In 2024, Joveljić wasn’t just another goalscorer. He was the Galaxy’s clutch goalscorer, netting the decisive strikes in both the Western Conference Final and the MLS Cup Final to seal the Galaxy’s sixth league title. Alongside creative forces like Riqui Puig, Joseph Paintsil, and Gabriel Pec, he formed the core of an attacking unit that made Galaxy fans believe again.
But in a salary cap league like Major League Soccer, it's hard to maintain a core of elite players for an extended period of time.
Faced with roster constraints and a shifting salary structure ahead of the 2025 season, the Galaxy made the difficult decision to part ways with Joveljić in the offseason. The Serbian international was sold to Sporting Kansas City for a $4 million fee—making history as the league’s first-ever cash-for-player trade. The deal made Joveljić a Designated Player, which also gave him a well-deserved pay raise for the 25-year-old.
Now, just a few months later, his absence is still felt in LA.
“We miss his mentality in training,” said Galaxy head coach Greg Vanney during media availability on Friday.
“He was feisty, and he’d talk a little bit of shit. Sometimes people took offense, and sometimes it got things going, but you love that.”
That mental edge is exactly what the current Galaxy squad seems to lack. Through the early weeks of the 2025 campaign, the defending champions have stumbled, struggling to score and slipping to the bottom of the standings.
The fire that powered them to glory seems to have cooled, and players are starting to say the quiet parts out loud.
After a deflating 4-2 home loss to the Portland Timbers, veteran Marco Reus pointed directly at the tone of weekly training sessions during the current season: “There needs to be more quality,” he said postgame.
Vanney echoed the concern on Friday, saying, “It's your habits that you create in training, or who you are when you show up on Saturday. So I think collectively, we've been talking about that.”
“It's individuals showing up and the collective group showing up and competing at a high level, in training, taking every repetition to finish like it's a repetition in the game. And it gets exacerbated when you're not executing in games, and when things are working against you,” he added.
During his time with the LA Galaxy, Joveljić helped forge those good habits. He didn’t just score—he demanded more from his teammates and himself. On the field, he was a ruthless finisher. Off it, he set the standard. His confidence bordered on audacious at times.
In one memorable national TV moment, he told Fox’s Rob Stone and Alexi Lalas that he was “the future of LA Galaxy.”
The LA Galaxy legend now belongs to Kansas City.

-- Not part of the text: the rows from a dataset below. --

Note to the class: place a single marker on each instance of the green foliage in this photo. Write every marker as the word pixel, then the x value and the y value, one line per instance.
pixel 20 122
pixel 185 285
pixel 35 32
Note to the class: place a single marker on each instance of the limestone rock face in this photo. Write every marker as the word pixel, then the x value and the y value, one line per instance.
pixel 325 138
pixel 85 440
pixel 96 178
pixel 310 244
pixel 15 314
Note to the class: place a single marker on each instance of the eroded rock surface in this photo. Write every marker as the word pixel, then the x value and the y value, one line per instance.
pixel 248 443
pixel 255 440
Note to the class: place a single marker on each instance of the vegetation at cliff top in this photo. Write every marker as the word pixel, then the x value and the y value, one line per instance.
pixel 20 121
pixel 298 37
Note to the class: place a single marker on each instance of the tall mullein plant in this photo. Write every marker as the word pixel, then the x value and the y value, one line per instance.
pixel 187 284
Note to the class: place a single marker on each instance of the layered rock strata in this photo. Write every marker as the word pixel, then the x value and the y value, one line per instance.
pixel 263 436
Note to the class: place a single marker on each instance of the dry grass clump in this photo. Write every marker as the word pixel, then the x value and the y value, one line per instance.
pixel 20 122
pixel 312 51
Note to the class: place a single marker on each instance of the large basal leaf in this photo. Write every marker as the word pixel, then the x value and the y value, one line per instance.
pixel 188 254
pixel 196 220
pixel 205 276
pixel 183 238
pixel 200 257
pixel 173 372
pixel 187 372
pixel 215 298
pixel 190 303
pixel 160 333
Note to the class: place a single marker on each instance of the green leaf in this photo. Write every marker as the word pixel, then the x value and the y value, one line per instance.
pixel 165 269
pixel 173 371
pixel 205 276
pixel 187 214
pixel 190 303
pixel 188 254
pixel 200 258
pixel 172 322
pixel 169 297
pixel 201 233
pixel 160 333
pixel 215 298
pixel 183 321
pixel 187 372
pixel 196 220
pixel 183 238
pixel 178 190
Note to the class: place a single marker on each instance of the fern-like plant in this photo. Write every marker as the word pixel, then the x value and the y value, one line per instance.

“I won the trophy with them, it’s going to be special, I’m not going to lie,” Joveljić told local Kansas City reporters this week. “But now I am at Sporting, and a couple of guys are missing [on the Galaxy], so it’s not the same team as last year.”
The emotions are mixed, but not very sentimental. “I was a good friend with every other guy, but not so much outside of the field,” he added. “But on the field, we are like brothers—and that’s why we won the league.”
On Sunday, those brothers become opponents. For LA, the match will be more than just another road test, it will be a mirror.
Staring back at them will be the striker they once had, being the human embodiment of the killer instinct they’re still trying to rediscover.